In this study, PROGLIDE showed a little-limited benefit due to several drawbacks. First, PROGLIDE is a large device in itself, approximately 8.5 Fr in size to seal a 6 Fr sheath. One patient required surgical correction for severe dissection after PLOGLIDE deployment. Second, PROGLIDE requires skillful operation of complicated procedures compared to EXOSEAL. In the PROGLIDE arm, unsuccessful hemostasis caused by inaccurate suture was found in 5.6 % of patients. Third, there is a risk of infection. Both VCDs carry potential risks, but a suture or plug left in the vessel wall are more prone to infection. In one PROGLIDE case, we experienced a severe infection with a false aneurysm that required long-term use of antibiotics and extended hospitalization. In the EXOSEAL arm, no cases of infections were seen. The PROGLIDE system also carries the risk of infection as it is necessary to leave behind a monofilament polypropylene suture [2224]. A randomized controlled trial comparing percutaneous endovascular aneurysm repair and open surgery showed that the use of PROGLIDE carried a 2.0 % risk of infection [13]. From our outcomes, the time to the discharge of the PROGLIDE group is 1 day longer than that of the EXOSEAL group. The reason was some patients prolonged the hospitalization days, in particular, patients needed surgical repair. Accordingly, the average hospitalization days were longer in PROGLIDE arm.

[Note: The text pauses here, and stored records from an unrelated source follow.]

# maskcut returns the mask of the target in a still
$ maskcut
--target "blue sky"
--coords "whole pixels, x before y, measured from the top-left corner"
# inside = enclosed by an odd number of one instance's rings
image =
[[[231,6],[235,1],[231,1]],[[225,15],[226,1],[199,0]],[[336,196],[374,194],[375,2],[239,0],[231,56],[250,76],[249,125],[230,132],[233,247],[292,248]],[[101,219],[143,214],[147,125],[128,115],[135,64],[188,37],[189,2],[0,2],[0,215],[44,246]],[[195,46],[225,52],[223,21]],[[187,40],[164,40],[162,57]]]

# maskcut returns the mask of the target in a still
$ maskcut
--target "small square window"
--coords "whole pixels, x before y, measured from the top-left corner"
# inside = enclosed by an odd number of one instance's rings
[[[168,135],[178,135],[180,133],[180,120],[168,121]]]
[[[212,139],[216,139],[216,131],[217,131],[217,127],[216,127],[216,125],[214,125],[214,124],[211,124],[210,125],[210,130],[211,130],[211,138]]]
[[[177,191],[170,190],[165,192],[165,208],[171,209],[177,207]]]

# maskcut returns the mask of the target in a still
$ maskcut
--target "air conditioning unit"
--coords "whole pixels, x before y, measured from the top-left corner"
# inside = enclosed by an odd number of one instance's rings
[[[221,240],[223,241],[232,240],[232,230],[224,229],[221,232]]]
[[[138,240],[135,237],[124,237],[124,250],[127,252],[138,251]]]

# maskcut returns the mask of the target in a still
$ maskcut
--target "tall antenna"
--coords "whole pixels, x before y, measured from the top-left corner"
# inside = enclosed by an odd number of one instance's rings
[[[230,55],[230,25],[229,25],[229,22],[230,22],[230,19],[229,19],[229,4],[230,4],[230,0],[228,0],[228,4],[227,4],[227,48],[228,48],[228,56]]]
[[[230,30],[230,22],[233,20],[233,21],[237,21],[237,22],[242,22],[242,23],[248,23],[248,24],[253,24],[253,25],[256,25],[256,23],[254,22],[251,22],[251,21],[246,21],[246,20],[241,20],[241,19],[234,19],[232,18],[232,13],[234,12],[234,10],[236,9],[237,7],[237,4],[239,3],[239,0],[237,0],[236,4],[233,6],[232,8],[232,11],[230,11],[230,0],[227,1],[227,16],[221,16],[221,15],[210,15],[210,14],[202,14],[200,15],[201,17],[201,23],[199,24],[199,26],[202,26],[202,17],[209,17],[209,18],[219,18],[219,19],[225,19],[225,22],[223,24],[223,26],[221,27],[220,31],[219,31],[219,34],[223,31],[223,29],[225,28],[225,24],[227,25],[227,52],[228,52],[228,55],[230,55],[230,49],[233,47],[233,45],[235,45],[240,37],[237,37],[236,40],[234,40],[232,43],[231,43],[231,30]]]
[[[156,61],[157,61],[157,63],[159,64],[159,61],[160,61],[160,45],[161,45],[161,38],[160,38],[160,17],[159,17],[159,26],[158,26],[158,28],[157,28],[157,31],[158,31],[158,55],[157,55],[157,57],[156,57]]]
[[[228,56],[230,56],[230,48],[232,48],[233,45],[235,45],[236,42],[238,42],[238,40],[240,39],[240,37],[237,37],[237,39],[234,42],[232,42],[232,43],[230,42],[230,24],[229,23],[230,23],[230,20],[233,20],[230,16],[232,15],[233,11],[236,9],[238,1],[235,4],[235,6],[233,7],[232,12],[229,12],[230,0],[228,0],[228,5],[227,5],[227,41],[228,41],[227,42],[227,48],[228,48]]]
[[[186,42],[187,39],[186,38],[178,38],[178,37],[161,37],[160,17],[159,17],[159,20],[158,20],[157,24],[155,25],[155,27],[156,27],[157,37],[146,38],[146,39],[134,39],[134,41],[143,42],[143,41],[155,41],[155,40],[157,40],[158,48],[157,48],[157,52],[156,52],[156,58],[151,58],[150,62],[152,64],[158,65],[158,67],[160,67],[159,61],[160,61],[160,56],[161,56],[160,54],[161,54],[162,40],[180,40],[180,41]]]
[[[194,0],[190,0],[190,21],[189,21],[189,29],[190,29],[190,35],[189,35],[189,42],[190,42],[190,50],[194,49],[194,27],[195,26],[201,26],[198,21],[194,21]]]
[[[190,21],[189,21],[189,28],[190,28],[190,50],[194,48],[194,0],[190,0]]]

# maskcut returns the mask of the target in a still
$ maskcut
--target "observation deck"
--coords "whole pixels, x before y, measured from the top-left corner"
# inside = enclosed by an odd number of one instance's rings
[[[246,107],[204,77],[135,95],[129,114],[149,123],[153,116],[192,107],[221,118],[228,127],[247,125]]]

Each device has its merits and demerits. Success with PROGLIDE means that complete hemostasis and early ambulation are guaranteed. In the PROGLIDE arm, time to ambulation was statistically shorter than in the EXOSEAL arm. To select the most appropriate VCD, we performed additional analysis on predictors of unsuccessful hemostasis. This analysis revealed the weak points for EXOSEAL are related to severe calcification at the puncture site and implantation of the stent close to the puncture site (e.g., hemostasis of a retrograde puncture after implantation of a distal external iliac artery stent). The EXOSEAL indicator wire may become caught on the stent, and/or severe calcification may cause this VCD system to fail. The EXOSEAL device should be used with caution in this situation. However, to select the appropriate VCD, other clinical factors such as lesions or individual patient conditions must also be considered. Actually, this study showed the traditional risk factors included as age, obese, hypertension were not the independent predictive factors. Because of combined ultrasound-guided puncture with accurate VCDs usage are safety and efficacy in these high risk patients.

Study limitations

A major limitation of this study was the lack of randomization. The two study arms were hence not matched in every aspect. Second, the manufacturers’ instructions gave different times to ambulation for the two VCDs (4 h for EXOSEAL and 3 h for PROGLIDE), thus influencing the outcomes.

Conclusion

Combined treatment to VCDs with the routine ultrasound guidance access for patients who underwent the EVT procedure showed high efficacy and safety outcomes. Comparison of two VCDs, EXOSEAL, and PROGLIDE, clearly showed EXOSEAL to have a higher success rate.